In due course she had left school. She had wanted to take an art course, had wanted to go off to some college near London. But it would have cost a lot of money – and Arnold couldn’t see what it could lead to. The local education authority had cut back on discretionary grants and in any case didn’t look with favour on art courses, taking the view that the country was already oversupplied with unemployed designers – a view Arnold heartily endorsed.

He had done his best to discourage these notions on Joanne’s part. He reckoned she’d inherited her fancy ideas from her mother. ‘She wanted me to advance her the money for the course,’ he said. ‘Out of the three thousand that would be coming to her one day under my father’s will. Of course I refused. The whole of the three thousand would have been swallowed up well before the course ended – and that wasn’t what my father had in mind for the money, he intended it as a nest-egg for the future.’ He had told Joanne she could either find herself a job right away in the town or she could take some sensible, straightforward course at the Martleigh College of Further Education. If she didn’t fancy the secretarial side there was domestic science, accountancy, hotel catering; a wide variety of practical, down-to-earth subjects.

‘But she wouldn’t have any of them,’ he said. ‘She went out and got herself a temporary job.’ At an art shop in Martleigh, serving behind the counter while one of the regular girls was in hospital. The job had lasted a few weeks, then she had worked for three months in a needlework shop where one of the assistants was on maternity leave. After that she was taken on in a department store for the Christmas rush and the January sales. Shortly before her stint there came to an end the letter had arrived from the solicitor up north, informing the girls of the death of their mother’s sister. Joanne had appeared very anxious to get her hands on her share of the aunt’s money, but she hadn’t told him she intended going to Cannonbridge to look for Helen; he had known nothing about that until the Sunday she left. She had simply informed him as she cleared away the breakfast things that she was going.

He had had no idea that she knew of anything to link Helen with Cannonbridge. She hadn’t mentioned any such link to him then, she had merely told him that that was where she was going. He asked how long she intended staying. She had shrugged and told him to expect her when he saw her. She might go on somewhere else from Cannonbridge, it depended on what she found out. He had told her she was on a fool’s errand, the money from the aunt’s intestacy would be paid over in the end, he couldn’t see why there need be so much rush.

No, he hadn’t worried about her. She was as determined a character as Helen; she was intelligent and serious-minded, had always behaved sensibly in Martleigh, he had no reason to suppose she would behave otherwise in Cannonbridge.

‘If you had never heard of her again,’ Kelsey put to him, ‘if she had simply stayed away, like Helen, would you have done anything about it?’

Arnold was silent for a minute or two. His eyes never left the Chief’s face. At length he said, ‘No, I don’t believe I would. I’d probably have thought she’d found Helen and decided to stay with her.’

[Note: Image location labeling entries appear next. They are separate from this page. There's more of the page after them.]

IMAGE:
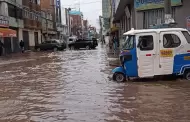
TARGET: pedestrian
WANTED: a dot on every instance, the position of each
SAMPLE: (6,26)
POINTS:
(1,48)
(22,45)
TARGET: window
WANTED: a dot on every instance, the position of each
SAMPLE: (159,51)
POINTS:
(171,41)
(187,36)
(12,10)
(146,43)
(129,43)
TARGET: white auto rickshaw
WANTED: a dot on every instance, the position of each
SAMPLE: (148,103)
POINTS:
(154,52)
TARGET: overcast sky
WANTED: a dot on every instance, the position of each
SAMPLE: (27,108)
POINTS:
(91,9)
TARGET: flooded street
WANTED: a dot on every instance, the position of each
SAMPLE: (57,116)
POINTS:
(73,86)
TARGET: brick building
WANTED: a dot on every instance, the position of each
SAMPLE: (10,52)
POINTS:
(11,24)
(32,23)
(48,19)
(77,18)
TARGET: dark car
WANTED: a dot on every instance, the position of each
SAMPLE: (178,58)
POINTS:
(50,45)
(83,43)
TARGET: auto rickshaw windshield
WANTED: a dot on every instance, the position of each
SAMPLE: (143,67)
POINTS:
(129,42)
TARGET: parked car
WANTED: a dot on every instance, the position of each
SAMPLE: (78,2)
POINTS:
(83,43)
(52,44)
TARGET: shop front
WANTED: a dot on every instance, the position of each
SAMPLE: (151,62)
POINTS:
(7,38)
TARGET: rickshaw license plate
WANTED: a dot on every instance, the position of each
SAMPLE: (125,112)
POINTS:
(166,53)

‘You wouldn’t have expected her to inform you of that decision?’

He shook his head. ‘Probably not. I don’t think you quite appreciate what self-willed, independent girls they were.’

What would happen to the aunt’s money, now that both girls were dead? ‘I imagine it will all go to the State.’ Arnold had looked unwaveringly at the Chief. ‘It certainly won’t come to me. The old lady was no kin of mine.’ Hard to see how Arnold stood to benefit by the girls’ deaths, Lambert pondered – apart from no longer having to pay out the two dowries.

Kelsey had asked how often Arnold had visited Cannonbridge over the last few years. ‘I came here on a coach trip about fifteen years ago,’ Arnold had answered. ‘I haven’t been here since, never had any occasion to.’ He had paused briefly. ‘Until today.’